Tra gli interventi effettuati anche quello in via Fasano, dove un anziano con necessità di cure è stato trasferito dalla propria abitazione con l’aiuto dell’autoscala dei vigili del fuoco e affidato al personale sanitario.

Esperti: “Possibili nuove scosse nei prossimi giorni”

La direttrice dell’Osservatorio Vesuviano, Lucia Pappalardo, ha spiegato che l’attività sismica potrebbe proseguire nei prossimi giorni, inserendosi nel quadro della dinamica della caldera flegrea.

Secondo quanto riferito dalla dirigente, negli ultimi vent’anni l’area ha mostrato una crescente attività, con un’accelerazione particolarmente evidente negli ultimi tre anni. La scossa di magnitudo 4.7 sarebbe legata ai fenomeni di deformazione del suolo associati al bradisismo.

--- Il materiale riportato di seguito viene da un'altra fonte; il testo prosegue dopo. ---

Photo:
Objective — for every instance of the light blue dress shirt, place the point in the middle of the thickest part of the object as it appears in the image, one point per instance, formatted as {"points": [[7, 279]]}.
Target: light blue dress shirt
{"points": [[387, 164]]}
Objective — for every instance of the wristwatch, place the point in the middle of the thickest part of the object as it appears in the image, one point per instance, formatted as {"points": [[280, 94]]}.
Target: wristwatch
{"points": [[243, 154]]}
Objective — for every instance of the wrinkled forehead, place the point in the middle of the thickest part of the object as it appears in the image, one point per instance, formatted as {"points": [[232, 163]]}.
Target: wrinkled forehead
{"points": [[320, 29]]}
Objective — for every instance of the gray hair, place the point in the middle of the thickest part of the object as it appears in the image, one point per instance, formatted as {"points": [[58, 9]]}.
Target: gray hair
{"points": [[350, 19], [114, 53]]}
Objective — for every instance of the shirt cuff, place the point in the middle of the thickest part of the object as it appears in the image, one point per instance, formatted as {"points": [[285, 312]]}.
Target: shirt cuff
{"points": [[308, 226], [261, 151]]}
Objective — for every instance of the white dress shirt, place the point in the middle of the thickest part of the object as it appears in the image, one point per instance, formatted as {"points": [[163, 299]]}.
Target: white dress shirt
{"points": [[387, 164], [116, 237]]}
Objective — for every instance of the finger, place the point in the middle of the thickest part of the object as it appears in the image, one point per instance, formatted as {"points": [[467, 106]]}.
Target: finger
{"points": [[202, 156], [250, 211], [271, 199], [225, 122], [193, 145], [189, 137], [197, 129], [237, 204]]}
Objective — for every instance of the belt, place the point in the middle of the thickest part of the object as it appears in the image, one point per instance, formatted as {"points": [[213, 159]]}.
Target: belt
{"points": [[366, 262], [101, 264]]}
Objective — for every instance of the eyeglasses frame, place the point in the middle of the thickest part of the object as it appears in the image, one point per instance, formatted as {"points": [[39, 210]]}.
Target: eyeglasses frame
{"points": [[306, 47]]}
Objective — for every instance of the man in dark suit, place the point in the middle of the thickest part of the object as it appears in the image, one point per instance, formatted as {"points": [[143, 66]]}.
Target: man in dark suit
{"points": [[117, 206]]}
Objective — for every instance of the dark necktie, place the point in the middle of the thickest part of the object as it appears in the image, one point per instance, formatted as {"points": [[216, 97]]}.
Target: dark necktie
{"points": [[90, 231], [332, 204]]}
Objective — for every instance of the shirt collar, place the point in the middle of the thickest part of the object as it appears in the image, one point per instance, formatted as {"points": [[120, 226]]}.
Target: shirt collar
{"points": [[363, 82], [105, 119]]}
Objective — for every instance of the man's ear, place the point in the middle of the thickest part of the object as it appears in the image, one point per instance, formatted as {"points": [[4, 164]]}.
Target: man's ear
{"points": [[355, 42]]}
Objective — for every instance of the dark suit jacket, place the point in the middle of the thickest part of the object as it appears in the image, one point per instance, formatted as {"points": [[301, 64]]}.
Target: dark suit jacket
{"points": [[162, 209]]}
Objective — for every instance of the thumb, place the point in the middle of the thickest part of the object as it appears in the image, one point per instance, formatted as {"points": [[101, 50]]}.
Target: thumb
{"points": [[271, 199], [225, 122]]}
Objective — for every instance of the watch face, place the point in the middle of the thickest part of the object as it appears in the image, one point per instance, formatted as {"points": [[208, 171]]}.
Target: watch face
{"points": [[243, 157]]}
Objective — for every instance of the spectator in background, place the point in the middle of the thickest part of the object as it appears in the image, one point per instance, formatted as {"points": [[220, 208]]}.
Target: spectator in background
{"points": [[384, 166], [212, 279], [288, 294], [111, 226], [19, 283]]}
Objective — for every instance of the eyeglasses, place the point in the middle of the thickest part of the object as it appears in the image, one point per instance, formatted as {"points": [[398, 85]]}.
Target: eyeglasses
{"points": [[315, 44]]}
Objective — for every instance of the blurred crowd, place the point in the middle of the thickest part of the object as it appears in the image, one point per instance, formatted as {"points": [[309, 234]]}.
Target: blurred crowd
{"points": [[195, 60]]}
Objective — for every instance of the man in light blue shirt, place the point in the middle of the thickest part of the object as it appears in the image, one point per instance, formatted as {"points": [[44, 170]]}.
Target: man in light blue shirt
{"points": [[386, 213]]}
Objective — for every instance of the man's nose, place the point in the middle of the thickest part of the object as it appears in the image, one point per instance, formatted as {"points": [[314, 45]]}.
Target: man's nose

Treni ripristinati, resta alta l’attenzione sulla viabilità

La circolazione ferroviaria nel nodo di Napoli è tornata regolare intorno all’1.30. Trenitalia ha comunicato che i treni Alta Velocità, Intercity e Regionali hanno subito rallentamenti, deviazioni e cancellazioni, con ritardi arrivati fino a 380 minuti.

Anche la rete ferroviaria gestita dall’Ente Autonomo Volturno ha registrato modifiche temporanee. La linea Cumana è stata sospesa sulla tratta Bagnoli-Torregaveta, con l’attivazione di un servizio sostitutivo tramite autobus, mentre la circolazione sulla linea Circumflegrea è successivamente ripresa.

Resta chiuso il Porto di Pozzuoli. L’Autorità di sistema portuale del Mar Tirreno Centrale sta predisponendo un provvedimento per interdire le aree demaniali marittime sottostanti ai costoni rocciosi, mentre la situazione continua a essere monitorata dalle istituzioni.

Una nuova riunione di coordinamento è stata convocata presso la Prefettura di Napoli per valutare l’evoluzione dell’emergenza e gli interventi necessari.